Cet amour-là

"Elle dit: non, ne pleurez pas, ce n'est pas triste, en rien, en aucun cas. Il s'agit de vous et de pas vous, oubliez votre personne, ça n'a aucune importance. Il ne faut pas se prendre pour un héros. Vous êtes rien. C'est ce qui me plaît. Restez comme ça. Ne changez pas. Restez. On va lire ensemble."

Yann Andréa

Femme de lettres

Tu dis les mots tu vois, c'est ton matériau. Comme si c'était simple, comme si c'était ça. Comme s'il n'était pas évident que le problème de ce genre de raisonnement limité c'est qu'il ne tient pas compte de l'indubitable fourberie du langage.
Tu me dirais que ce n'est pas le langage qui est fourbe. Parce que tu me dis toujours l'exacte vérité. Tu me dirais que c'est le réel, celui qui castre les mots à l’orée de ma bouche. Celui qui ressemble à ce qu'il est: la pathétique impasse de mon entendement.
Pendant ces temps, pour tenter de me contrôler, je laisserais mes doigts se nouer, incarnation physique de ce que je voudrais bien en dire. Je laisserais mes doigts se nouer et je ne saurais pas quoi dire d'autre que oui peut être. Parce que je ne sais pas, à force de trop réfléchir, si j'ai encore la force de réfléchir.

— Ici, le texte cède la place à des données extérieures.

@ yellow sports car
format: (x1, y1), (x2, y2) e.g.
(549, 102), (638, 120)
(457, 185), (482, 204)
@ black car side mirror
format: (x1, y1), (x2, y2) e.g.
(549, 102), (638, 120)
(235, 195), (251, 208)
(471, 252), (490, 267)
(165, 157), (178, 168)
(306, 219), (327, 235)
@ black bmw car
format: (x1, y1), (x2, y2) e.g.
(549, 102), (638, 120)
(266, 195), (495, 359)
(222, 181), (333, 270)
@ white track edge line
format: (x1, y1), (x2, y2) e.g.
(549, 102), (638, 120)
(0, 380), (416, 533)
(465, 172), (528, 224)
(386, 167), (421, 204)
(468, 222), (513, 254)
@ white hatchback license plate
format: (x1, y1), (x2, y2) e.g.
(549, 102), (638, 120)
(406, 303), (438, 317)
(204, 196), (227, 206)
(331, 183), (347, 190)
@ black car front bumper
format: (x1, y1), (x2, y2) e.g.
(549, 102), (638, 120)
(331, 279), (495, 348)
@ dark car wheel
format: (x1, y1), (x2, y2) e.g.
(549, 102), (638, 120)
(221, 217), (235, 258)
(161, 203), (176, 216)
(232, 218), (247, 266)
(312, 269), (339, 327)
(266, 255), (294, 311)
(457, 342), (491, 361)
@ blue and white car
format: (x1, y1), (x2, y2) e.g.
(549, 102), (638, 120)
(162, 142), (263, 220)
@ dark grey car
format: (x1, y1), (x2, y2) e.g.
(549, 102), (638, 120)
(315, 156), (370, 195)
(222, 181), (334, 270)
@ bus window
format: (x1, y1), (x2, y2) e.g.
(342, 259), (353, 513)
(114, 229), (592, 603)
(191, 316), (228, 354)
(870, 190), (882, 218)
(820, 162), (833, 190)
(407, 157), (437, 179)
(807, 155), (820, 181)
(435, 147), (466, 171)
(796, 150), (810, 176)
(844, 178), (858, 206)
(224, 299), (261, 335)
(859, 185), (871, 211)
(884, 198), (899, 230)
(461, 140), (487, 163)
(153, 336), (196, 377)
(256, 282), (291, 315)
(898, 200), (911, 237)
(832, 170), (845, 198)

Au bout d'un moment, très bref, j'aurais envie de fuir de peur que tu ne remarques à quel point je m'embourbe. Au lieu de ça, je parlerais beaucoup trop pour tenter de te donner à toi l'envie de me faire taire. Je deviendrais hystérique du dedans, ce qu'ils appellent féminité.

Après une heure ou deux ou quelques jours j'écrirais ceci. Tu penseras que c'est de toi mais c'était de lui et d'eux aussi qu'il s'agissait.

On finira par se dire que c'est fini avant de naître, comme toujours. Que j'aurais mieux fait de faire et de me taire. Que je l'ai choisie, après tout, la route que j'ai choisie.